Il y a une façon imparable de déceler le lecteur de peu de Drieu la Rochelle (1893-1945), lecteur superficiel, pavlovien – qui ne lit que pour (re)trouver ce qu’il cherche. Son mantra ? Trois « mots » : Le Feu follet, Louis Malle (le film), Maurice Ronet (le rôle principal). Et puis ? Et puis rien. Il a livré sa caricature, dénoncé sa complaisance, il est content, cela lui évite de lire Drieu : il en a fait une posture (décadence, goût (vénal) des femmes, de la drogue, haine de soi, suicide). Il l’a dénaturé, simplifié (il ajoute parfois un mot sur la collaboration, Doriot, L’Émancipation nationale).

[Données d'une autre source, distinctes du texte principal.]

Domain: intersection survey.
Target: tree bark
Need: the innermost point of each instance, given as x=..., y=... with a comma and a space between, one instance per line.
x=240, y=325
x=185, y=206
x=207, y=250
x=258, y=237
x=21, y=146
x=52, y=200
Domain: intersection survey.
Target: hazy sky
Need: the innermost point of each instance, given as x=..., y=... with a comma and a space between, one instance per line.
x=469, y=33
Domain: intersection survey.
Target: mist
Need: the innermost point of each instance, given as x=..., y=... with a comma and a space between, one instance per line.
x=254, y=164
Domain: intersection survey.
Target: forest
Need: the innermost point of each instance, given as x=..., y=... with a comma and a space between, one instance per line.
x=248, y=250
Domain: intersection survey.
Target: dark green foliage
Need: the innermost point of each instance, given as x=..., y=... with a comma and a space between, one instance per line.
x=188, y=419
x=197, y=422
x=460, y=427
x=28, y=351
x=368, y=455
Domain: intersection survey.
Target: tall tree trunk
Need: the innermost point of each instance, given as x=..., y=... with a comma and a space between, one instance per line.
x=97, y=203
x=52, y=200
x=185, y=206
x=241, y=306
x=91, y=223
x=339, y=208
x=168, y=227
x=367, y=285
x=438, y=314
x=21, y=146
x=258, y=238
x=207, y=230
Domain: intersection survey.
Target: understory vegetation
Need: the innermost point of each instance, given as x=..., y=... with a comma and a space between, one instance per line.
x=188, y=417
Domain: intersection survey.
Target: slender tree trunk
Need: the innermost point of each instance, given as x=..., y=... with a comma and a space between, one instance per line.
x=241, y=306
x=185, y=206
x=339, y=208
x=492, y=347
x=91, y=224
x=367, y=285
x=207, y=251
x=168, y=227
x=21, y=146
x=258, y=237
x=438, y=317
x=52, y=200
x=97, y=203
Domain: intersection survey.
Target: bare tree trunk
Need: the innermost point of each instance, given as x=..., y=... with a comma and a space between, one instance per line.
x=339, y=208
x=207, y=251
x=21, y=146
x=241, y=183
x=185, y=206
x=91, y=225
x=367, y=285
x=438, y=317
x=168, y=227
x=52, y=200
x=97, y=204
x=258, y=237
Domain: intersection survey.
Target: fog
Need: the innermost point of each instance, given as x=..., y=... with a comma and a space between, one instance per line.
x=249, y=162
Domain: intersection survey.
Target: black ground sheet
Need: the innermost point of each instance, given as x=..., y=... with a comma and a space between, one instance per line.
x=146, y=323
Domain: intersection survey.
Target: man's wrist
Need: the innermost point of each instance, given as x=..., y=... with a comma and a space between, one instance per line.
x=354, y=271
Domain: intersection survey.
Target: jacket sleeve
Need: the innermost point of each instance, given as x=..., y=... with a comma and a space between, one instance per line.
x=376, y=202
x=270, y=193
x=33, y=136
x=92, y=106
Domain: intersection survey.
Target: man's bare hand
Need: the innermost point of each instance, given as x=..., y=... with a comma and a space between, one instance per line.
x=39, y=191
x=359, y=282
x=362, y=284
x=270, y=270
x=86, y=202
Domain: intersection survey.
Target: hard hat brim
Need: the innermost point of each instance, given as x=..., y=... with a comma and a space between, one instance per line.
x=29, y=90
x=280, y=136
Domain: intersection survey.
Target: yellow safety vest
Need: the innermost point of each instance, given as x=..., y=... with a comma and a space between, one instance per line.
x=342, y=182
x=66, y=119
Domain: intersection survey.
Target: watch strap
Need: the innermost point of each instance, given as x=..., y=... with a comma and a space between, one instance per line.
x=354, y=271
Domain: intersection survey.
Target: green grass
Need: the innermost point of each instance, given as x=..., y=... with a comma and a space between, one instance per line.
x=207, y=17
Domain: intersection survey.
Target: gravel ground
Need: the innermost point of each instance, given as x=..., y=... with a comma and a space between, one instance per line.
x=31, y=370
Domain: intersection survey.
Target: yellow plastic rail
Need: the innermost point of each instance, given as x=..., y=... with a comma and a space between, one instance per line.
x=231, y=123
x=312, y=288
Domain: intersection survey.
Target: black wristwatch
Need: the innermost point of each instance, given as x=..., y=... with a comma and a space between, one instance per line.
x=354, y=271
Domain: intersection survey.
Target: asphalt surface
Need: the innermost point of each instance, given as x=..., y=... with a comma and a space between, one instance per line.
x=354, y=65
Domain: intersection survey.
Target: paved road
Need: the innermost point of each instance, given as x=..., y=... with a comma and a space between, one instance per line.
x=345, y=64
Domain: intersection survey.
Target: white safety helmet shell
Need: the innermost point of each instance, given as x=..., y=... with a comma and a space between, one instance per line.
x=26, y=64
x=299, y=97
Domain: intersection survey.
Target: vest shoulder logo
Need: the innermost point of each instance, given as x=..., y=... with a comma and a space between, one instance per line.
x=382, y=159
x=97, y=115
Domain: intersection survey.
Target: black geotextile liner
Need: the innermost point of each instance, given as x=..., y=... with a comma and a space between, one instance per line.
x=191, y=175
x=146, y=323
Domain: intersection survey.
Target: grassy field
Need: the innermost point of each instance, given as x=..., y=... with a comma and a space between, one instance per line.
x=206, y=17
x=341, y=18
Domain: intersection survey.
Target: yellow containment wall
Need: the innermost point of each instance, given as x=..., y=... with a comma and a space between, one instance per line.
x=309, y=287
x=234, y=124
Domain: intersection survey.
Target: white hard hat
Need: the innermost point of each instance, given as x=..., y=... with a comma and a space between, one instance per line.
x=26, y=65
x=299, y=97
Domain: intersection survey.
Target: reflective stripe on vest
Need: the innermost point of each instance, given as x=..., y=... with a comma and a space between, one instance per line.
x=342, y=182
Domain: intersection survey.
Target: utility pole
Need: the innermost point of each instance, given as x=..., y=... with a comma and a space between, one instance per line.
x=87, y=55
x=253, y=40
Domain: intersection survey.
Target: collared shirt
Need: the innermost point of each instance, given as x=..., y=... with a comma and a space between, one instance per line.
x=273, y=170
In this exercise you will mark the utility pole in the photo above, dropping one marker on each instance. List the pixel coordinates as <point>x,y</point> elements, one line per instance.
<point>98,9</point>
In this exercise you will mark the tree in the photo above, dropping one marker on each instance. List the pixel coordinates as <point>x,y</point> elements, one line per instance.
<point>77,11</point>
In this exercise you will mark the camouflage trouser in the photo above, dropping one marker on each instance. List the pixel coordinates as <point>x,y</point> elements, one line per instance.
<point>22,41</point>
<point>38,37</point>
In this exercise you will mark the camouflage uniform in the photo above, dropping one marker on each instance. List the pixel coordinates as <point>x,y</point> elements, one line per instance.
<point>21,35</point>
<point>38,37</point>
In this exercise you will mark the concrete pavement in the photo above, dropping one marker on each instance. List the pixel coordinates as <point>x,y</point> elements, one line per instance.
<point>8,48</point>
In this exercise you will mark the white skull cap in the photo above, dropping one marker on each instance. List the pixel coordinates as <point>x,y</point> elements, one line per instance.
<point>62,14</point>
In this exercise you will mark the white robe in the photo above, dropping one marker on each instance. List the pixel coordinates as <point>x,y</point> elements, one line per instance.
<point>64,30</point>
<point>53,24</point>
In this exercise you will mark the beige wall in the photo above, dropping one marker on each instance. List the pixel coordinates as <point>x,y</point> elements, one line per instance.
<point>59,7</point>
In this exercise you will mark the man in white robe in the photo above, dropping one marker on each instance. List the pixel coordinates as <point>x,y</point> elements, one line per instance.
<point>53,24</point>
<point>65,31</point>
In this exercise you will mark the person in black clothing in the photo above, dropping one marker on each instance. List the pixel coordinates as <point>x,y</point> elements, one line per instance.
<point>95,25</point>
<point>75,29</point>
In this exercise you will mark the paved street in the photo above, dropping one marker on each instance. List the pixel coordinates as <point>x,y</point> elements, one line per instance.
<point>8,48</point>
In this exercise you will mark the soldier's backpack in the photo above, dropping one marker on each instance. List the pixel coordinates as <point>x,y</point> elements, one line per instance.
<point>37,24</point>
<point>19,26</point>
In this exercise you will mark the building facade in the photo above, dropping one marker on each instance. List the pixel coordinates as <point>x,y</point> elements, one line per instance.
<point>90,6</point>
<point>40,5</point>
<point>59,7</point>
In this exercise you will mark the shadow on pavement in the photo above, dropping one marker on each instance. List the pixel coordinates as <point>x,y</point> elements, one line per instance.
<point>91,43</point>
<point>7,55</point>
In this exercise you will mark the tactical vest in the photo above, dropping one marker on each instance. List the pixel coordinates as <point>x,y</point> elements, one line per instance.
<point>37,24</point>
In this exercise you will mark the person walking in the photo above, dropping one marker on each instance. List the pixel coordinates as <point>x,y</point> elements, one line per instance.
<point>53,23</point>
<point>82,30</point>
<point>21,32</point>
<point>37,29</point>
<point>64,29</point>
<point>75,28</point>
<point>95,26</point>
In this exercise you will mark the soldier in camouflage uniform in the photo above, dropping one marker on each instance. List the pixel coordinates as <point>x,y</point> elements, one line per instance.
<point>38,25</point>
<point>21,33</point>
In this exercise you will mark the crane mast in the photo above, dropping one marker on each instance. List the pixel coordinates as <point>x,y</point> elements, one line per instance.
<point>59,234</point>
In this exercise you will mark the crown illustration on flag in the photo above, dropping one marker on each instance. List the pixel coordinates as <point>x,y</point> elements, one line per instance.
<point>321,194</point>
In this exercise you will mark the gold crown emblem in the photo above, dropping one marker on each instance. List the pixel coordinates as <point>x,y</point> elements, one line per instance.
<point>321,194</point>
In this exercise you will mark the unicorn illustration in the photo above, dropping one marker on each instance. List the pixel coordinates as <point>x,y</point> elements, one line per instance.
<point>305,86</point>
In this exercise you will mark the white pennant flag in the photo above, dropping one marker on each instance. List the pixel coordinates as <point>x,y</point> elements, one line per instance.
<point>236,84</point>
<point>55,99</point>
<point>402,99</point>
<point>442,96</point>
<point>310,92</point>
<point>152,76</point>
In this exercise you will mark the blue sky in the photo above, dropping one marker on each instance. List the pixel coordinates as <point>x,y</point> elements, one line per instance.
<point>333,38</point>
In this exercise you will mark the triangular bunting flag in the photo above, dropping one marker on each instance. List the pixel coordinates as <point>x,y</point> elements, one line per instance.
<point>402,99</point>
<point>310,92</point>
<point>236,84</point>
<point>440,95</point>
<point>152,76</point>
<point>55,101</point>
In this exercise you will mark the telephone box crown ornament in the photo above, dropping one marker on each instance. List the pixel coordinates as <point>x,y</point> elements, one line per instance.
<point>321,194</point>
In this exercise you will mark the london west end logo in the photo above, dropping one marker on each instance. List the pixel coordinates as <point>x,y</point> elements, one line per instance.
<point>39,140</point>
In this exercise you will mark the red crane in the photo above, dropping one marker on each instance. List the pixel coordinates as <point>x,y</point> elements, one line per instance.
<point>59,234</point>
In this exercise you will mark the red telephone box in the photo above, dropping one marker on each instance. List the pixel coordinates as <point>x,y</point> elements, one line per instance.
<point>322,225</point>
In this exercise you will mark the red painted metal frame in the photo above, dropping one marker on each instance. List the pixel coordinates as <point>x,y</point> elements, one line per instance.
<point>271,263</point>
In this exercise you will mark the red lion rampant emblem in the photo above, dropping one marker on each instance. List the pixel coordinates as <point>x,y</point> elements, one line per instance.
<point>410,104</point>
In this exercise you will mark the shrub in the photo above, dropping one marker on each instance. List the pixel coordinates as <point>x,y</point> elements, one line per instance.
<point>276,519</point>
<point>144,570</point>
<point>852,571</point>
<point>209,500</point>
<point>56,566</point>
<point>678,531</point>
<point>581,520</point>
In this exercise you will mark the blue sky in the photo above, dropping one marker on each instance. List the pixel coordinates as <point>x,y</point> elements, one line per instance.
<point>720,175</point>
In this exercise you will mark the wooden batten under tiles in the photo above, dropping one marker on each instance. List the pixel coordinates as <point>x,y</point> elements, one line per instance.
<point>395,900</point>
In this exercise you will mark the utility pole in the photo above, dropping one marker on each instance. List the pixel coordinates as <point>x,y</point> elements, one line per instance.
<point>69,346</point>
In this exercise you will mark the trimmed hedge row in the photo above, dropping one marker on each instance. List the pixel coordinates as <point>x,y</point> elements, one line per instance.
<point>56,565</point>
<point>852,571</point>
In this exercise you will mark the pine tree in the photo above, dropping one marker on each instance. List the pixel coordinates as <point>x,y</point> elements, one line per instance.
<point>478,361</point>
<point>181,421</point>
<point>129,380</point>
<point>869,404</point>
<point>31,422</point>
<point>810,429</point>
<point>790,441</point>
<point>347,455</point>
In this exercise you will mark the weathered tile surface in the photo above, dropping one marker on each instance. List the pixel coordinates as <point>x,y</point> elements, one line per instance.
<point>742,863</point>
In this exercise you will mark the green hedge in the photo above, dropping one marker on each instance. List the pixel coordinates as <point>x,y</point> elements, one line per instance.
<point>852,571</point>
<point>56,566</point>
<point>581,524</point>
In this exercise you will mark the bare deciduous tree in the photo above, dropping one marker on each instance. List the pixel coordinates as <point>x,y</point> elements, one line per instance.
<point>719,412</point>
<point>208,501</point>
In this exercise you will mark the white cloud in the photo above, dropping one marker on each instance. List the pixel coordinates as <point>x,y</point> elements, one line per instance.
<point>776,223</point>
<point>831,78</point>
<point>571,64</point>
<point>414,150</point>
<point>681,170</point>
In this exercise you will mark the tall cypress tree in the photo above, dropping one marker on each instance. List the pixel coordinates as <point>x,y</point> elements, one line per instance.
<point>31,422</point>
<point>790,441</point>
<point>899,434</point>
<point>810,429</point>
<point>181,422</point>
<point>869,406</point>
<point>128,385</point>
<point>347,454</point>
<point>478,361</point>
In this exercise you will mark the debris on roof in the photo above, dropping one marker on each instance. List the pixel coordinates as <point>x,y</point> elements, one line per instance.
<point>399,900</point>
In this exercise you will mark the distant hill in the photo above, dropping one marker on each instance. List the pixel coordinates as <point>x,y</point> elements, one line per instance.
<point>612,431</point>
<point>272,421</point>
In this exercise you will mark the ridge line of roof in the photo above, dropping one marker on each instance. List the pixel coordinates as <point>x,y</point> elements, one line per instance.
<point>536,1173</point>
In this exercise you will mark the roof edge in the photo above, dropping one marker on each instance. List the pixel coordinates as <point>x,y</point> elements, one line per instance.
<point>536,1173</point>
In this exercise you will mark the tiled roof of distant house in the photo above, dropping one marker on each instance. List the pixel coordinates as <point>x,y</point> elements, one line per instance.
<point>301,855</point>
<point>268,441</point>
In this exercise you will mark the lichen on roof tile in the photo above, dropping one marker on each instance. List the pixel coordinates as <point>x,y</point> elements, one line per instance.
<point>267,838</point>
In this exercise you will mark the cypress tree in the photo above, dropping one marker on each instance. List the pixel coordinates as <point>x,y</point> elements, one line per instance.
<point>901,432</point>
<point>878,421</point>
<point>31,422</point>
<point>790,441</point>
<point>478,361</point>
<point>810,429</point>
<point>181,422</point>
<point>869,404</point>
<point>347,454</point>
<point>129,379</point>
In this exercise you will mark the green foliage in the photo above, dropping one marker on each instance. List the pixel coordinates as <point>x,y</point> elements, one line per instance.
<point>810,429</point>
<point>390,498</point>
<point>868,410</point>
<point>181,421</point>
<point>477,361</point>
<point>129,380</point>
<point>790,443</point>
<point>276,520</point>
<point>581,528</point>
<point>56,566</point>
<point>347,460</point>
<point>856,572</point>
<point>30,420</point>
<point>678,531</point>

On ne se fait pas à cette image, cette idée – ce slogan. C’est tellement plus intéressant et compliqué et intelligent (et parfois abject) Drieu. Et si remarquablement « écrit » (grande précision lexicale mise au service d’une extrême finesse psychologique, par exemple ) – Malraux parle de « styliste de premier ordre » (« rien de ce qu’il a écrit n’est indifférent ») : ce que l’on ne souligne jamais assez, alors que c’est ce qui frappe lorsqu’on lit ou relit Gilles, Blèche, L’Homme à cheval, Rêveuse bourgeoisie, sa Correspondance (avec Victoria Ocampo, Paulhan, Mauriac, etc.), Sur les écrivains (écrits critiques remarquables où l’on comprend très bien d’où il vient – Racine, Vigny, Stendhal, Constant, Baudelaire, Barrès, Dostoïevski, Nietzsche, etc. – et qui le concerne – Péguy, Montherlant, Céline, Malraux, Bernanos, etc.).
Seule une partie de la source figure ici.